Fangraphs are like the Simpsons. Anytime you think you find something on your own, you can usually find out that they did it first 🙂
and, that is a good point on HRs.
Crowdsourcing at it’s finest, appreciate the Indians flavor here though.
Thanks. And, thanks for reading. I will look for that fangraphs article as I do like to see what others have done.
Well, if Carlos Carrasco is “on the trade block,” then offers for Carlos Santana would certainly be listened to as well.
You would assume wouldn’t you?
Just a thought here- it seems what it really is saying is that an approach that creates more hard contact and more soft contact in equal amounts might be worse than an approach that leaves more in the medium contact range…but…
The other thing is that the BABIP stuff does neglect home runs as well as walks! So Santana is also getting more credit for his home runs with wRC+ than with BABIP.
Especially given that BABIP doesn’t account for home runs, you would expect BABIP to correlate better with soft% than hard%.

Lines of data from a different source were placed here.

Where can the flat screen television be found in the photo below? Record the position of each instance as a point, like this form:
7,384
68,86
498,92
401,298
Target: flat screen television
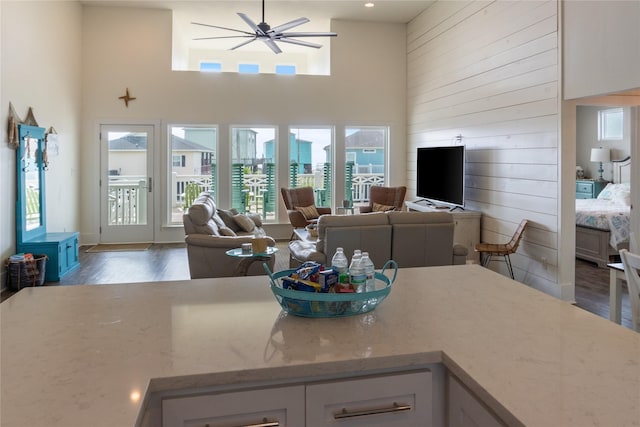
440,175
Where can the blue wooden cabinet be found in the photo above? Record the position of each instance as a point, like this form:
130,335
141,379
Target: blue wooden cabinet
589,189
61,248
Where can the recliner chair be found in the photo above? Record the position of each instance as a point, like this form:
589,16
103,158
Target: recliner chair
302,197
385,197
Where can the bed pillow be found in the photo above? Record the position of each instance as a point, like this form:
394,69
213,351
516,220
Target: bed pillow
617,192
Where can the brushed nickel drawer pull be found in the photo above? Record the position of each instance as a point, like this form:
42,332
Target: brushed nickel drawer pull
264,423
395,408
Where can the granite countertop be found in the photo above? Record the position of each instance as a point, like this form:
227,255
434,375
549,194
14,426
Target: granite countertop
89,355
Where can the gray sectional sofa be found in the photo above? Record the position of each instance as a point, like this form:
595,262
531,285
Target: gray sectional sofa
412,239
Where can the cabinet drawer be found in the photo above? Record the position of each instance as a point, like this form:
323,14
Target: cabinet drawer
278,406
465,410
395,400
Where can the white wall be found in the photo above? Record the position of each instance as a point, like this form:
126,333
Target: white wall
601,47
489,71
40,68
132,48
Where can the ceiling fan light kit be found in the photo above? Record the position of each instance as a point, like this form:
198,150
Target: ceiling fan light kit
268,35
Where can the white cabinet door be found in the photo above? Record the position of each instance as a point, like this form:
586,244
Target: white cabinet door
465,410
396,401
278,406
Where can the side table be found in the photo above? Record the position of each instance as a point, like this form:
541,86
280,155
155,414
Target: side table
249,258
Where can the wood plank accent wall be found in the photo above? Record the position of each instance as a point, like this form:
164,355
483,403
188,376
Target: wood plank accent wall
488,70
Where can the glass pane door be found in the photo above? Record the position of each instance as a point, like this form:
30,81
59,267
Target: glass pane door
126,183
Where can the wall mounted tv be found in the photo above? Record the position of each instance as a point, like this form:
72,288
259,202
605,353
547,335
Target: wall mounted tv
440,175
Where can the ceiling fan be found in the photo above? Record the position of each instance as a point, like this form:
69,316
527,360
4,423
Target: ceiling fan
268,35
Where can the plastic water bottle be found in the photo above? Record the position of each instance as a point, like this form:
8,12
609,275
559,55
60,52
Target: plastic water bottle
370,275
356,273
339,264
369,272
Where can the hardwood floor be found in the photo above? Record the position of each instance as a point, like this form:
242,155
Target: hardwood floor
162,262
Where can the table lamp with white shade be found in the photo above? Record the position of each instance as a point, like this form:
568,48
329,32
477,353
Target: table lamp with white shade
600,155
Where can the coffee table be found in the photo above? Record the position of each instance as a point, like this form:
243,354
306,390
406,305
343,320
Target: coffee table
249,258
304,235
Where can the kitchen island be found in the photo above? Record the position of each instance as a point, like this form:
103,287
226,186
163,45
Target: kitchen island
93,355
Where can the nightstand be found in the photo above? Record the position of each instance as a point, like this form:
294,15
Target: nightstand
589,189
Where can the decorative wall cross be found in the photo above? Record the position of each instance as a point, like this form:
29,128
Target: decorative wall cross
126,98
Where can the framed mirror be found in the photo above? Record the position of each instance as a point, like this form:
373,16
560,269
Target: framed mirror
30,200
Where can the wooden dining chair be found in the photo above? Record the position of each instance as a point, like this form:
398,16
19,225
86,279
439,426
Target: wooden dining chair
631,264
488,250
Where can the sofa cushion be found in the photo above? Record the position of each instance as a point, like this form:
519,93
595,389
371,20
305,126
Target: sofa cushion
303,251
309,212
244,222
210,227
377,207
226,231
399,217
227,218
202,210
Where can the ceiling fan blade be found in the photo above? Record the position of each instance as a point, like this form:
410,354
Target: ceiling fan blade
288,25
272,45
250,23
224,37
299,42
331,34
244,43
222,28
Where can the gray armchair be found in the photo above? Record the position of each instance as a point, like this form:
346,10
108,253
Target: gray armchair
208,237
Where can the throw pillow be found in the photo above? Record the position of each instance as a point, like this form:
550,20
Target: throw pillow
208,227
309,212
226,231
227,218
244,222
377,207
256,218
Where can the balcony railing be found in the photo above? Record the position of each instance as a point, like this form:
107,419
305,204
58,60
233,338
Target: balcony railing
127,194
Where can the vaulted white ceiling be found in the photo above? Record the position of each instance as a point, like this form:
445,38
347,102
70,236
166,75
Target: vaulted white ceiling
224,13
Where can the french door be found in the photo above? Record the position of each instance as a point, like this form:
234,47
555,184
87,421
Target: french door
126,183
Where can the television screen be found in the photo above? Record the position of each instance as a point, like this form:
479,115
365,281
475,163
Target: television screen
440,174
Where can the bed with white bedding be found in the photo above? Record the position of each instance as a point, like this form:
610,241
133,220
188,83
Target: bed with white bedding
603,224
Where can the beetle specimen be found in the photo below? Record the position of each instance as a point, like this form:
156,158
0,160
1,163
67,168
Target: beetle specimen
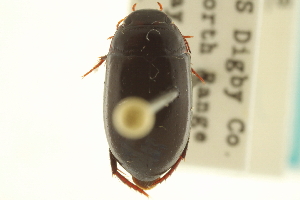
147,98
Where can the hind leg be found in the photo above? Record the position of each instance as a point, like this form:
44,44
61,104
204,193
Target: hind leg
114,169
172,169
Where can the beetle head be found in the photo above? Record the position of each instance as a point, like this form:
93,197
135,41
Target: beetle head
147,17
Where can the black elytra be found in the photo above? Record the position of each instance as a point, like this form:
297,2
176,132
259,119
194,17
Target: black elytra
148,55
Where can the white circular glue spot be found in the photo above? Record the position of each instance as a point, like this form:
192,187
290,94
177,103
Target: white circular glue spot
133,118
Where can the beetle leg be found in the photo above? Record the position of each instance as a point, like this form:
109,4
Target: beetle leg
101,60
160,6
198,76
186,43
169,173
114,169
118,24
133,7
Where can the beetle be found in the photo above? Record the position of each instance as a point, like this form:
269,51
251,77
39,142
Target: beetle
148,55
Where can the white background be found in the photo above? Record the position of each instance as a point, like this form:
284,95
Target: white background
52,140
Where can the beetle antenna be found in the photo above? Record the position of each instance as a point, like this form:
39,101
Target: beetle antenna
133,7
160,6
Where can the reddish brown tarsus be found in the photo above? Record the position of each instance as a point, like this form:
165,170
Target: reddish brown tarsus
198,76
101,60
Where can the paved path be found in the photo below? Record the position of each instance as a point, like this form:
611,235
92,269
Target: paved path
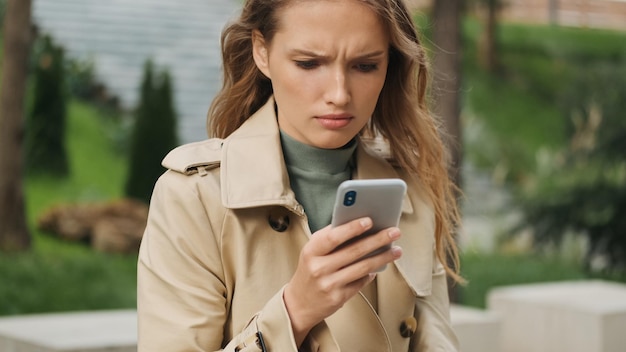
119,35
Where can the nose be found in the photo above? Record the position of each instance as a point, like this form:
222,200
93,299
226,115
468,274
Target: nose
338,92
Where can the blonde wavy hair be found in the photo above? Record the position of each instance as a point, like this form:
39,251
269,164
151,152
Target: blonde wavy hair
401,116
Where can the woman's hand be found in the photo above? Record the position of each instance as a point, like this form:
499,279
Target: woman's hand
327,277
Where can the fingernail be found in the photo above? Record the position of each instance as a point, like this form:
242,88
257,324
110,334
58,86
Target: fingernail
394,234
396,251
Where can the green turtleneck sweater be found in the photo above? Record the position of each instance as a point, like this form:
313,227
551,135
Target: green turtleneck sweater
314,175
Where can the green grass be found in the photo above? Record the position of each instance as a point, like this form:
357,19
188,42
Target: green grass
56,275
519,110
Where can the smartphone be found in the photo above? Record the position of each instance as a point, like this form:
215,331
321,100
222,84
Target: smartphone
379,199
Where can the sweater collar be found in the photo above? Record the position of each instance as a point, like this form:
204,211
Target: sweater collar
253,170
309,158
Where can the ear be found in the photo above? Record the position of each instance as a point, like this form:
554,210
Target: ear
260,53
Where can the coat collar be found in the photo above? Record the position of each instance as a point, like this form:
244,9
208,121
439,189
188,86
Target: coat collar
253,171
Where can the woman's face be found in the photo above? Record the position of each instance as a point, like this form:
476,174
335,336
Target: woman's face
327,62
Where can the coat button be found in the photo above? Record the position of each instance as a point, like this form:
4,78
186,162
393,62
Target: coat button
279,221
408,327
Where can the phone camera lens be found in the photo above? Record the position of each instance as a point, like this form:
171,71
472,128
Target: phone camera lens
349,198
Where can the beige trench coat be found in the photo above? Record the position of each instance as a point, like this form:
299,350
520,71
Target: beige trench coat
223,238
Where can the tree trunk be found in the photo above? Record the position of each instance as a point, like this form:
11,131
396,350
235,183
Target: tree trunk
447,83
488,45
14,234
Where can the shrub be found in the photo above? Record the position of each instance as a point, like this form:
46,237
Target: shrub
154,133
582,189
45,131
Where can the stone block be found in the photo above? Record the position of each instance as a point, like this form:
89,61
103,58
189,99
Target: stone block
477,330
97,331
573,316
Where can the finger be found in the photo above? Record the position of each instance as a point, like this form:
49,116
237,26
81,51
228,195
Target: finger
367,246
329,238
369,265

So given that BABIP = (H-HR)/(AB-K-HR+SF), we could define a new stat as BABIP+HR = H/(AB-K+SF). This stat would reflect the fact that hard hit balls that are home runs should probably count for something when evaluating how much Hard% should count. I did a brief calculation for Santana and his BABIP is 0.250, but his BABIP+HR is 0.280. Bit of a difference, eh? My guess is hard% would correlate much better with BABIP+HR. And soft% would correlate less well…

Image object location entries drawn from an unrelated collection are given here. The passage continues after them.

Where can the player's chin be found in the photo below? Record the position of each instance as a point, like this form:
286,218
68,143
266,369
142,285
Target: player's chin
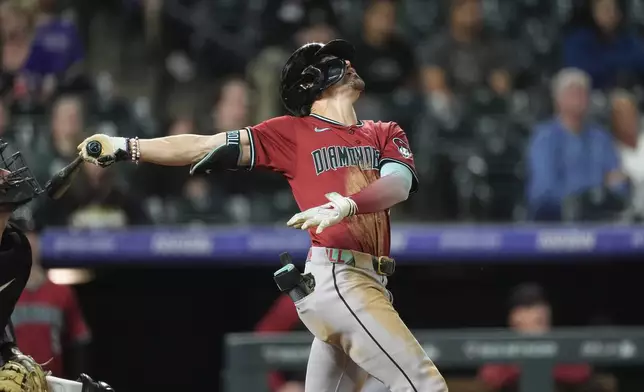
357,84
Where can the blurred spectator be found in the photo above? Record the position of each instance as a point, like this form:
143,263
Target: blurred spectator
568,155
284,19
198,203
41,52
94,200
530,314
465,57
385,61
112,114
166,181
606,49
48,321
232,105
264,71
627,130
59,148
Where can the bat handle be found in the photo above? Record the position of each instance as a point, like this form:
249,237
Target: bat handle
94,148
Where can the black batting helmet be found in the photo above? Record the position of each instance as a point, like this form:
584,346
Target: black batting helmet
17,184
310,70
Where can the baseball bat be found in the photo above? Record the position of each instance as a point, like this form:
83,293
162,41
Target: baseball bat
60,183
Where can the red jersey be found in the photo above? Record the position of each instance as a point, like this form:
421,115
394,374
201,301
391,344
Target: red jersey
46,320
318,155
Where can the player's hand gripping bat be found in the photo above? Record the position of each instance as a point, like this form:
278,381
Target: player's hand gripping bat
58,185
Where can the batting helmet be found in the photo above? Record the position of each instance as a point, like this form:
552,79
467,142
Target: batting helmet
17,184
310,70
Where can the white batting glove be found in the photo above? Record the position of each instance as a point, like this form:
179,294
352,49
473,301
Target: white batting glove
338,208
112,149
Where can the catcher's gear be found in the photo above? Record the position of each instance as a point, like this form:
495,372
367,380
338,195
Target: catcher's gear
224,157
338,208
310,70
22,374
17,183
112,149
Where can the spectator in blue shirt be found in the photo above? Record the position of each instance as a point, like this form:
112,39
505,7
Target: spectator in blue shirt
610,53
568,155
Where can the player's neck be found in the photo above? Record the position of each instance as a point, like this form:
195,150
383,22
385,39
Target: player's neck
336,110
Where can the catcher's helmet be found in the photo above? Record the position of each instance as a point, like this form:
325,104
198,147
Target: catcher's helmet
17,184
310,70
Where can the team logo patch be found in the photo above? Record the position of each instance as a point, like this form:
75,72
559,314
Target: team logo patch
403,148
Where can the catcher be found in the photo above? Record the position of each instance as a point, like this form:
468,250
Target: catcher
19,372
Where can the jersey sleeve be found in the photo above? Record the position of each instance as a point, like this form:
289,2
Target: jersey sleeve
272,145
396,149
76,328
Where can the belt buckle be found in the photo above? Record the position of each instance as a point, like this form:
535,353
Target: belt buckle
384,265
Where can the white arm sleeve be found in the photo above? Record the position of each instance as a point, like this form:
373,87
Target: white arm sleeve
398,169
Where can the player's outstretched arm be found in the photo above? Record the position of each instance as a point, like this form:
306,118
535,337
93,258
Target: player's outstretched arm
177,150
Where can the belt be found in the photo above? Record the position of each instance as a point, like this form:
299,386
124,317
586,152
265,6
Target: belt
382,265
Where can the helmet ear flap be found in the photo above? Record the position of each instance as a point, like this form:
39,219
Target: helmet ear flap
312,78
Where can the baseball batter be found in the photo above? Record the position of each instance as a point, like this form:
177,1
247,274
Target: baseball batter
345,175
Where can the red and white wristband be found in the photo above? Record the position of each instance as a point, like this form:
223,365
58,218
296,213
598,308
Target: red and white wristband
134,149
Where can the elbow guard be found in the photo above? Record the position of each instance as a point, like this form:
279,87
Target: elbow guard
224,157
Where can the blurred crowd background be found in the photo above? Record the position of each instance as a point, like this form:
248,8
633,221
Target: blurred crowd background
516,110
490,92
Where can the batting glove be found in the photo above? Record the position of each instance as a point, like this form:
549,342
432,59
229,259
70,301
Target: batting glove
112,149
329,214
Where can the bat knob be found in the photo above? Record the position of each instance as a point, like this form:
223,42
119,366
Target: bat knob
94,149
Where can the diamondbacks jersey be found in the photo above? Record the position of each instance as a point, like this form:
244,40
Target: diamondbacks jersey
318,155
46,320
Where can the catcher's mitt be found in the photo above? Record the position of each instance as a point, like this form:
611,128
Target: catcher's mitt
22,374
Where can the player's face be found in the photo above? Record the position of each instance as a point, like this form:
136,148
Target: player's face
351,83
352,78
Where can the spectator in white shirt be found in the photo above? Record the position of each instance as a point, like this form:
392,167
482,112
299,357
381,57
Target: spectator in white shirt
626,125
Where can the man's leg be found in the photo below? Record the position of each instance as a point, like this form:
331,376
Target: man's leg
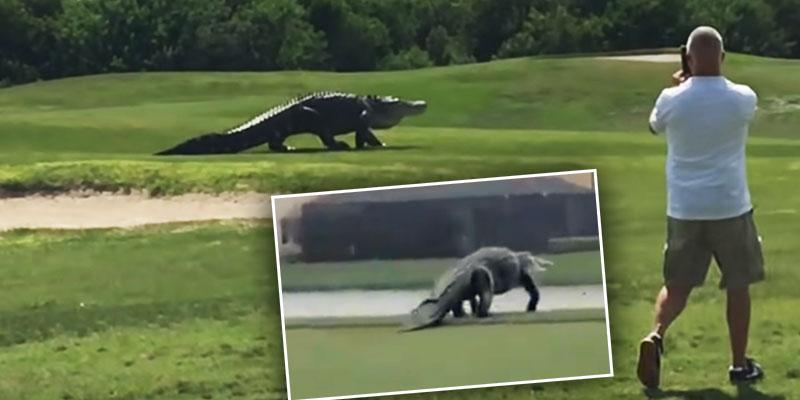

Agreed and Jon Jensik did bring up the HR point above. I don’t have time to do a full recalculation on the graphs, but when I had looked briefly at what it might do, it would correlate a bit better for some players (such as Santana and any in the upper left), but it would actually push many players away from the line (anyone near or below it). Since the plot has a pretty equal distribution, I’m not sure it would show all that much better.
Makes sense. Thanks for the response. I think it would also make the soft% correlation much less clear though. And the value of a home run is quite high. So that might call the result (about soft contact vs hard contact) into question more than the better correlation with hard%, as in, hard% would be slightly better correlated, soft% would be less correlated, and we would have a much different argument here. But it’s still an interesting question and cool piece! thanks for that and definite shoutout to Mr. Jensik!
Glad you enjoyed it. And yes, there are always more wrinkles that can be thrown into these discussions, which is what makes them so interesting.
For this case, I was focusing more on the value of increasing BABIP, if you want to administer the true value in HR, then you would need to include all extra base hits. So, perhaps a SLG% on BIP plus HR.